Sarah Vann Brooke is an NRCPD registered British Sign Language/English interpreter, an ISO consultant, and ATC Certification auditor specialising in interpreting and quality management.
In this blog, Sarah talks about her background as a child of deaf adults and her journey in becoming a professional interpreter, her experiences on both sides of the camp implementing and auditing ISO standards, and how ISO standards raise the bar for the provision of language services.
Tell us about your background
My first language is British Sign Language, and I’m what you call ‘CODA’, a child of deaf adults. Both my parents are profoundly deaf, and so I have always been at home in the deaf culture – translating, interpreting, and language brokering from a very early age. Before becoming a professional Sign Language Interpreter, I was a communication support worker (CSW) later teaching others to qualify as CSW to work in higher and further education with deaf individuals.

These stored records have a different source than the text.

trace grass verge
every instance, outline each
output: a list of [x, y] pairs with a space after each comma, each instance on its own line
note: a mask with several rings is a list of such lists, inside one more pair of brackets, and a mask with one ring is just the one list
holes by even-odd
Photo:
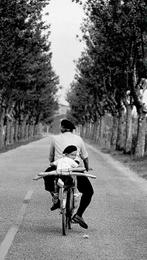
[[112, 158], [121, 162], [124, 166], [134, 171], [137, 175], [147, 180], [147, 155], [140, 159], [134, 159], [133, 156], [124, 154], [120, 151], [111, 151], [110, 149], [101, 148], [98, 144], [95, 144], [92, 140], [86, 142], [92, 144], [95, 148], [99, 149], [103, 153], [110, 154]]
[[29, 143], [32, 143], [32, 142], [35, 142], [35, 141], [38, 141], [40, 139], [42, 139], [43, 137], [41, 135], [39, 136], [33, 136], [31, 137], [29, 140], [21, 140], [15, 144], [9, 144], [7, 145], [6, 147], [2, 148], [0, 150], [0, 153], [5, 153], [5, 152], [8, 152], [9, 150], [12, 150], [12, 149], [16, 149], [17, 147], [21, 146], [21, 145], [26, 145], [26, 144], [29, 144]]

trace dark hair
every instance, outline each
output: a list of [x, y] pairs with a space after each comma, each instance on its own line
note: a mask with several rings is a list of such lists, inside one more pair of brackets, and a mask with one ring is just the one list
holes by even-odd
[[70, 154], [74, 151], [77, 151], [77, 147], [75, 145], [68, 145], [64, 151], [63, 151], [63, 154]]
[[70, 131], [72, 131], [73, 129], [76, 129], [75, 125], [71, 121], [69, 121], [68, 119], [62, 119], [61, 126], [65, 129], [70, 130]]

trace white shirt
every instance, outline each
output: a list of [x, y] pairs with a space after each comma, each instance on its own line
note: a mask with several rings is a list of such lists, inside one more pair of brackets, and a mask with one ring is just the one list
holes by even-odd
[[57, 166], [57, 171], [59, 172], [62, 170], [69, 170], [70, 168], [78, 167], [78, 163], [67, 156], [64, 156], [52, 163]]
[[77, 147], [77, 157], [81, 157], [82, 160], [88, 157], [83, 139], [71, 132], [65, 132], [50, 137], [49, 161], [52, 162], [60, 159], [63, 156], [64, 149], [68, 145], [75, 145]]

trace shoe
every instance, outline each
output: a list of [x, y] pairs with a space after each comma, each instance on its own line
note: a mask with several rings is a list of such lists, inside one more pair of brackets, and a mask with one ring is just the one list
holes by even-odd
[[54, 203], [53, 206], [51, 207], [51, 211], [59, 209], [60, 208], [60, 201], [58, 200], [57, 203]]
[[53, 204], [58, 203], [58, 201], [59, 201], [59, 194], [58, 194], [58, 192], [51, 192], [51, 195], [52, 195], [52, 202], [53, 202]]
[[82, 228], [87, 229], [88, 225], [85, 223], [84, 219], [77, 214], [75, 214], [72, 218], [73, 223], [79, 224]]

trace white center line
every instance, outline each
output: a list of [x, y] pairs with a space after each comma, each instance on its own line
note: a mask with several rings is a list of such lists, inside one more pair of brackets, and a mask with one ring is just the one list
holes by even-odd
[[0, 244], [0, 260], [4, 260], [9, 248], [12, 245], [12, 242], [15, 238], [16, 233], [19, 230], [19, 227], [23, 221], [23, 217], [27, 208], [27, 204], [29, 203], [29, 201], [31, 200], [33, 194], [33, 190], [29, 190], [23, 200], [23, 205], [18, 213], [18, 217], [16, 219], [16, 222], [12, 225], [12, 227], [8, 230], [4, 240], [2, 241], [2, 243]]

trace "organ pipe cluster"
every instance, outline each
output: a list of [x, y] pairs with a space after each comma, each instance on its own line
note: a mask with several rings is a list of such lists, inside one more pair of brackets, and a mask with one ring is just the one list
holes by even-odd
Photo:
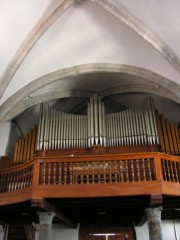
[[159, 144], [154, 102], [106, 114], [107, 146]]
[[87, 116], [41, 105], [37, 150], [87, 147]]
[[34, 157], [37, 145], [36, 139], [37, 126], [34, 126], [33, 129], [16, 142], [13, 163], [23, 163]]
[[97, 94], [87, 105], [87, 115], [75, 115], [41, 105], [37, 150], [87, 148], [92, 145], [126, 146], [159, 144], [154, 102], [106, 114]]

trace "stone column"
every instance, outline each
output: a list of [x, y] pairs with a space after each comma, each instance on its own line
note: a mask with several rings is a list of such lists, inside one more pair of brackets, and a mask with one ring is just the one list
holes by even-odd
[[150, 240], [163, 240], [161, 211], [162, 211], [161, 207], [145, 209], [148, 219]]
[[38, 212], [39, 215], [39, 240], [52, 240], [52, 221], [55, 213]]

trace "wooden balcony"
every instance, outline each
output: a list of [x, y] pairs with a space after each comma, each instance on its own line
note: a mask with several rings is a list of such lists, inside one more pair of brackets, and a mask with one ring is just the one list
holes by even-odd
[[31, 198], [180, 196], [180, 157], [162, 153], [36, 157], [0, 171], [0, 205]]
[[1, 221], [29, 223], [37, 221], [37, 211], [45, 210], [55, 211], [71, 227], [104, 219], [140, 224], [144, 208], [157, 205], [163, 206], [163, 219], [180, 218], [179, 156], [49, 155], [40, 153], [32, 161], [0, 171]]

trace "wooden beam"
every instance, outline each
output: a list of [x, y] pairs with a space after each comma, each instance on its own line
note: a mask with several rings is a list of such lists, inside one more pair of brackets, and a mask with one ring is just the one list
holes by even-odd
[[163, 200], [161, 194], [151, 194], [150, 196], [150, 207], [162, 206]]
[[[161, 194], [151, 194], [150, 195], [149, 206], [147, 206], [147, 208], [159, 207], [162, 205], [163, 205], [163, 201], [162, 201]], [[146, 221], [147, 221], [147, 216], [144, 211], [144, 214], [142, 215], [142, 217], [137, 221], [136, 226], [142, 226]]]
[[70, 228], [76, 228], [76, 224], [71, 221], [67, 216], [65, 216], [62, 212], [60, 212], [56, 207], [54, 207], [51, 203], [49, 203], [44, 198], [31, 198], [31, 207], [33, 208], [41, 208], [47, 212], [54, 212], [55, 217], [60, 221], [63, 222]]

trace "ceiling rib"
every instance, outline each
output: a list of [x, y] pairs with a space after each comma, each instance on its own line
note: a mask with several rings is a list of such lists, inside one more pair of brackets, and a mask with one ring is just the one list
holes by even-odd
[[36, 24], [27, 38], [23, 41], [13, 59], [7, 66], [2, 78], [0, 79], [0, 99], [2, 98], [7, 86], [15, 75], [21, 63], [24, 61], [30, 50], [41, 38], [41, 36], [52, 26], [52, 24], [74, 3], [73, 0], [62, 1], [53, 11], [47, 13]]
[[180, 58], [175, 52], [165, 44], [157, 35], [152, 33], [147, 27], [140, 23], [135, 17], [132, 17], [123, 8], [117, 8], [111, 0], [91, 0], [106, 11], [110, 12], [114, 17], [126, 24], [129, 28], [139, 34], [145, 41], [150, 43], [169, 64], [180, 73]]

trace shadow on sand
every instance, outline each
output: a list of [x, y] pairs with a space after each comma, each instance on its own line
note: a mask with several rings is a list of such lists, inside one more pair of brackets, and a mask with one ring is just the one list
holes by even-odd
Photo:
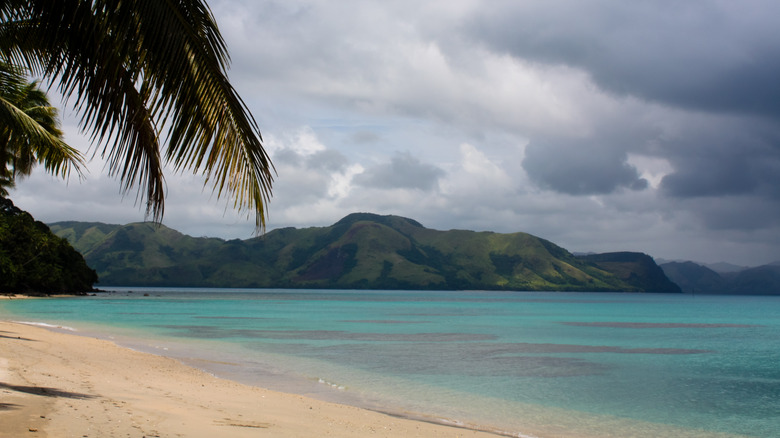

My first experiences with ISO standards were in the deaf-led organisation I was working at, setting up their ISO 9001 quality management system, and then progressing into ISO 27001 for information security management.
Today, I audit language service companies with ATC Certification, support mainly deaf-led organisations with their ISO consultancy needs, and work as a BSL/English interpreter.
From implementing to auditing
Because my ISO journey started not in auditing but in implementing standards, I have been able to bring a lot of my own hard-won insights into my auditing work.
In the deaf-led organisation I was working at, at the time, one of the early challenges we had was that not only did we need to tackle the ISO jargon per se, but also translate the English into British Sign Language. We had to build a lot of new vocabulary that wasn’t out there previously, which was a huge project.
I remember how daunting it was to sit down with an auditor. As an auditor myself now, I try to reassure people that I’m not there to audit them, but the organisation’s processes. A lot of the sensitivity and insights I have today as an auditor stem from my own experiences.
Becoming an auditor for ATC Certification has opened up my world further, and I’ve had the privilege of also seeing how language service companies providing spoken language interpreting and translation operate.
Raising the bar with ISO standards
For me, one of the key values of ISO standards is that they define best practices and help raise the bar for the delivery of language services.
In the deaf community, I often come across suspicions around companies specialising in spoken language services also providing British Sign Language interpreting services. The community is concerned about what that means in terms of providing culturally appropriate service, and understanding the requirements of deaf service users.
My perspective is that ISO standards for interpreting encourage language service providers to provide a quality service. ISO 18841 for interpreting services, closely followed by ISO 21998 for healthcare interpreting and ISO 20228 for legal interpreting help language service providers demonstrate that they understand the interpreter’s role and the requirements around providing a considerate service.
ISO standards need to become more accessible to the deaf community, and we need to continue to raise awareness around them. We have a long way to go, but it’s encouraging that on my consulting side with deaf-led organisations, I’m now getting much more interest in the interpreting standards and not just ISO 9001. I won’t rest until I get to conduct my first audit fully in BSL!